Additionally, create a screen monitor that will report the states of
specified variables to the screen with `mnScreen`

:

```
monitors.append( mnScreen(printgen=1000, sigma2, num_theta_changes) )
```

Finally, we include an extended Newick monitor to keep track of the branch-specific `theta`

values on each branch of the tree.

```
monitors.append( mnExtNewick(filename="output/relaxed_OU.trees", isNodeParameter=TRUE, printgen=10, separator=TAB, tree=tree, branch_thetas) )
```

With a fully specified model, a set of monitors, and a set of moves, we
can now set up the MCMC algorithm that will sample parameter values in
proportion to their posterior probability. The `mcmc()`

function will
create our MCMC object:

```
mymcmc = mcmc(mymodel, monitors, moves, nruns=2, combine="mixed")
```

Now, run the MCMC:

```
mymcmc.run(generations=50000)
```

Finally, we summarize the branch-specific rate after we run the MCMC analysis.

```
treetrace = readTreeTrace("output/relaxed_OU.trees")
map_tree = mapTree(treetrace,"output/relaxed_OU_MAP.tre")
```

When the analysis is complete, you will have the monitored files in your output directory.

⇨ The `Rev`

file for performing this analysis: `mcmc_relaxed_OU.Rev`

You can then visualize the branch-specific rates by plotting them using our `R`

package `RevGadgets`

. Importantly, these plots allow you to tease apart the relative contributions of background- and state-dependent-rate variation to overall patterns of rate variation across the tree. Just start R in the main directory for this analysis and then type the following commands:

```
library(RevGadgets)
# read the annotated tree
tree <- readTrees("output/relaxed_OU_MAP.tre")
# plot the objects
plotTree(tree, color_branch_by="branch_thetas")
```

- Run an MCMC simulation to estimate the posterior distribution of the branch-specific thetas (
`branch_thetas`

) assuming a prior expected number of shifts of 5. - Plot the thetas among branches under this prior.
- Change the prior expected number of shifts to 1, and then plot the branch-specific thetas on the tree.
- Compare the posterior distributions for the total number of shifts under both priors. Does the posterior distribution for the total number of shifts seem to be sensitive to the prior?
- Compare the posterior mean estimates under each prior. Do the posterior mean estimates estimates appear to be sensitive to this prior?

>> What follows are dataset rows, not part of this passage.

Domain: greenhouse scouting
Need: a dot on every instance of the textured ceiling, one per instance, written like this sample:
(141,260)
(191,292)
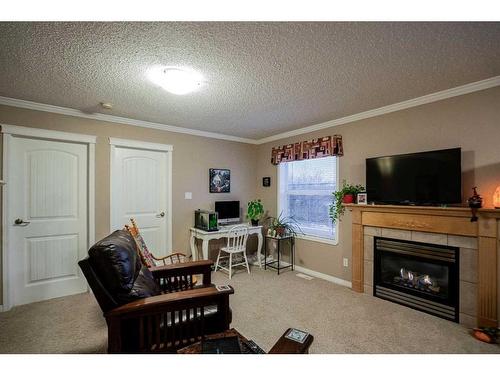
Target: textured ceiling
(261,78)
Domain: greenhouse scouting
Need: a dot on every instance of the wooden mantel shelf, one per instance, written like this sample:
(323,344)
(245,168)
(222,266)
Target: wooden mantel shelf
(446,220)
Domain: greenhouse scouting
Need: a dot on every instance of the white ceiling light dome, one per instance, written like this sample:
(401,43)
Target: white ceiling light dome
(176,80)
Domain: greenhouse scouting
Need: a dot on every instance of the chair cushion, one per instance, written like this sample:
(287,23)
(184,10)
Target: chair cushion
(145,256)
(115,261)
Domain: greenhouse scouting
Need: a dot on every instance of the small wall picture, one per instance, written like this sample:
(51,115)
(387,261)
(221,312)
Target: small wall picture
(362,198)
(220,180)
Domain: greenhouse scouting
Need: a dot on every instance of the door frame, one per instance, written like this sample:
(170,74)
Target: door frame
(9,132)
(115,143)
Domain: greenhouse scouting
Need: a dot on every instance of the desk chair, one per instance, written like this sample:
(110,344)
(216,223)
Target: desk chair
(236,243)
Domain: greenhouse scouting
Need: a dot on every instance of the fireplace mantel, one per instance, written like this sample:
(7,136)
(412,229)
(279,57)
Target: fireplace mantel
(446,220)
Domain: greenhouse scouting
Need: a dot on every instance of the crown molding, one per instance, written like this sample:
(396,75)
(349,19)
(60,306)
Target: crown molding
(128,143)
(434,97)
(430,98)
(118,120)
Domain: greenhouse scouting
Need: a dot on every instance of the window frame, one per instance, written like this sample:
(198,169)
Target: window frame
(309,237)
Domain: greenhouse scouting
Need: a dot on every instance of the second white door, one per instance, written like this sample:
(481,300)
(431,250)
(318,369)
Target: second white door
(140,189)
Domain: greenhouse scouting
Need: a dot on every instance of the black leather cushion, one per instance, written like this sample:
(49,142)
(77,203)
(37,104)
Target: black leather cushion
(115,261)
(144,286)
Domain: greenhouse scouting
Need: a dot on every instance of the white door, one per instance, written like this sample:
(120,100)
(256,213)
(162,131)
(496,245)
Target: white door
(47,218)
(140,190)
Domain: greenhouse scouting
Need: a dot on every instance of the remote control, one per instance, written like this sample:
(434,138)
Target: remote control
(254,347)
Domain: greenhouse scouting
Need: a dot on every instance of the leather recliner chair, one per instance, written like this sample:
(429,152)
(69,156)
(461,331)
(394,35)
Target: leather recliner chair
(155,309)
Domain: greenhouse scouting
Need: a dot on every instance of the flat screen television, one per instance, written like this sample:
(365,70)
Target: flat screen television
(423,178)
(229,211)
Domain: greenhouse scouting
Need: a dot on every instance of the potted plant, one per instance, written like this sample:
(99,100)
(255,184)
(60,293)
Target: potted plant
(345,194)
(282,226)
(255,211)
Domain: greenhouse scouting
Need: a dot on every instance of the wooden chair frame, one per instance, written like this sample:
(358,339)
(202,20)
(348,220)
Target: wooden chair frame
(167,322)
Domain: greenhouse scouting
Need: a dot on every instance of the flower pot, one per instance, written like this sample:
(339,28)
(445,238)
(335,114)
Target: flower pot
(348,198)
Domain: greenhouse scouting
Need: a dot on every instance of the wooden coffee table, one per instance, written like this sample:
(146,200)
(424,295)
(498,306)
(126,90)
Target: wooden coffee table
(282,346)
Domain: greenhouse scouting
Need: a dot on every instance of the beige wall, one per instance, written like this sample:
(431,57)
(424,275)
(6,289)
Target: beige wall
(471,122)
(192,157)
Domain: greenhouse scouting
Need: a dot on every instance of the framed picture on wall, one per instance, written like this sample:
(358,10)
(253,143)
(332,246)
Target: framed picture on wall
(219,180)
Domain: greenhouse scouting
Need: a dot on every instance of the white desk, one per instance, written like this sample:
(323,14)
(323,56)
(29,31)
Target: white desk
(222,232)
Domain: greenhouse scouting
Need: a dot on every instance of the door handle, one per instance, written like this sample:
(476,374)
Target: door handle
(21,222)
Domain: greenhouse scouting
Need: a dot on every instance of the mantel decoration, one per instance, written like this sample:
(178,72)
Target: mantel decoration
(255,211)
(343,195)
(475,202)
(220,180)
(282,226)
(313,149)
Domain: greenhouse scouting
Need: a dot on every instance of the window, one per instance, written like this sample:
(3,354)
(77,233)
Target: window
(305,193)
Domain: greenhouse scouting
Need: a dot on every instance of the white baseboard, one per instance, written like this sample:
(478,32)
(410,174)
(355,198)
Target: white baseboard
(324,276)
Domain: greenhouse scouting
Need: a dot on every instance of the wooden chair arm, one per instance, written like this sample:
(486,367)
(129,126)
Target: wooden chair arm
(159,303)
(203,267)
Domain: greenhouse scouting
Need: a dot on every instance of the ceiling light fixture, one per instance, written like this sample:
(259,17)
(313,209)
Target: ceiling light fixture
(179,81)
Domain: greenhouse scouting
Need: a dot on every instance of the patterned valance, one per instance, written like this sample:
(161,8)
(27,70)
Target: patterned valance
(315,148)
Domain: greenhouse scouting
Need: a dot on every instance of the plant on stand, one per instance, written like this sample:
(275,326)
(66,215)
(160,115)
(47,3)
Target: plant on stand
(346,194)
(255,211)
(282,226)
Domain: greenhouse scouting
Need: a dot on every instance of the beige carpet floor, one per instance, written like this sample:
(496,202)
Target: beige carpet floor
(264,305)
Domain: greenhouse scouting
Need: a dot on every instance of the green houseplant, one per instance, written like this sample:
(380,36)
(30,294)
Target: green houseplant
(255,211)
(346,194)
(283,226)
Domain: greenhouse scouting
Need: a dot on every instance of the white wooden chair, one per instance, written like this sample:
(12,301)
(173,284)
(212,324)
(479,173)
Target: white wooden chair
(236,243)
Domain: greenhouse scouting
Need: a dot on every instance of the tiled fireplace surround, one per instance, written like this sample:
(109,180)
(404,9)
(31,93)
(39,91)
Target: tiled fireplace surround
(468,263)
(478,243)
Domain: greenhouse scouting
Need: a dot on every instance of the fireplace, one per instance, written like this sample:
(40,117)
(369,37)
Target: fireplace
(418,275)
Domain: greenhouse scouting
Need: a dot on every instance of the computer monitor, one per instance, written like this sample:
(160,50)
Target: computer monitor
(229,211)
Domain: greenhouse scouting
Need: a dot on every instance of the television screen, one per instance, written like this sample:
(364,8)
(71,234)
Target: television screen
(229,211)
(424,178)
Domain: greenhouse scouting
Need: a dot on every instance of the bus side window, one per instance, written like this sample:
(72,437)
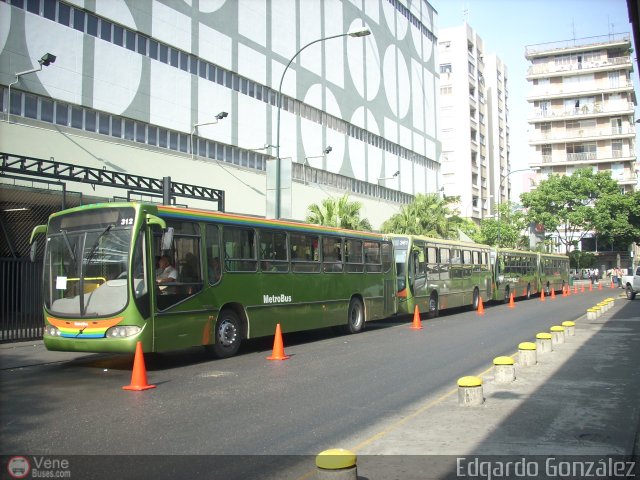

- Höhna S., Heath T.A., Boussau B., Landis M.J., Ronquist F., Huelsenbeck J.P. 2014. Probabilistic Graphical Model Representation in Phylogenetics. Systematic Biology. 63:753–771. 10.1093/sysbio/syu039
- Landis M.J., Schraiber J.G. 2017. Pulsed evolution shaped modern vertebrate body sizes. Proceedings of the National Academy of Sciences. 114:13224–13229. 10.1073/pnas.1710920114
- Uyeda J.C., Harmon L.J. 2014. A novel Bayesian method for inferring and interpreting the dynamics of adaptive landscapes from phylogenetic comparative data. Systematic Biology. 63:902–918.